Reading Lists: Friend or Foe?
The title above refers to a half day WESLINK event on reading lists which I was lucky enough to be invited to on Wednesday. The event was hosted at Keele (big shout out to my SatNav for finding the place). It started with a buffet lunch, followed by presentations from three institutions on how they currently manage their reading/resource lists:
- Spreadsheets at Keele University
- Talis List at the University of Birmingham
- LORLS at Loughborough University (by yours truly).
The day finished with a group discussion. One of the main things I picked up from this was the differences in approach as to who edits the reading lists. Some sites were strongly in favour of the library being responsible to all editing of online reading lists. At Loughborough we’ve always been keen for academics to edit the lists themselves, after all they are the intellectual creators of the lists.
It also seems very inefficient for the library to re-enter information into a system when the academics are most likely already doing this (even if they are just using Word). Ideally if the information can be entered just once, by the academic into the online system, this should free up time for all concerned: library staff not acting as data entry clerks and academics not having to check others interpretation of their work.

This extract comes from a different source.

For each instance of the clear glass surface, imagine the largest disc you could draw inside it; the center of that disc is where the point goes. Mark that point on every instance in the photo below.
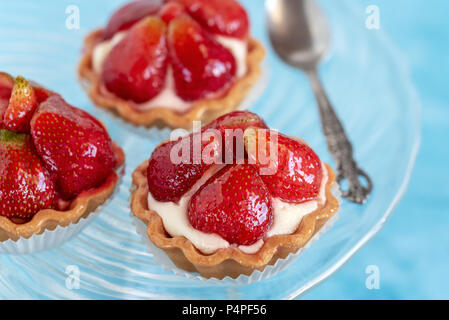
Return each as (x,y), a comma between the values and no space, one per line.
(366,81)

However in order for this to happen the system needs to be as easy as possible for the academic to use. This is why as part of our LORLS we’ve been developing BibGrab.
Access Control Lists
Been head scratching about access control lists, which have proved more complicated than originally anticipated. The trouble comes from working out how to do inheritence (so that we don’t need thousands of similar ACLs differing only in their SUID) and also how to set the initial ACLs for a SU that has been newly created.
Current thinking is as follows:
The existing access_control_list table will be left as is, but will be used in a slightly different way. To find out if a user has rights to something, we’ll first search through the table for all rows that contain a user group that the user is in that has the maximum priority. The guest usergroup has a priority of 0, general registered users 1, module support staff 170, module tutors 180, module library assistance 190, module librarians 200 and sysadmins 255.
If no rows match, game over, the user doesn’t have any sort of access. If rows are returned, we then look at the SUID field, and potentially the DTG_ID field if we’ve had one specified. Rows with no SUID or DTG_ID field are the lowest prescidence, then ones with just a SUID provided, then ones with SUID and DTIG_ID at the top. At this point we can then look at the view and edit fields to see what folk are allowed to do with them.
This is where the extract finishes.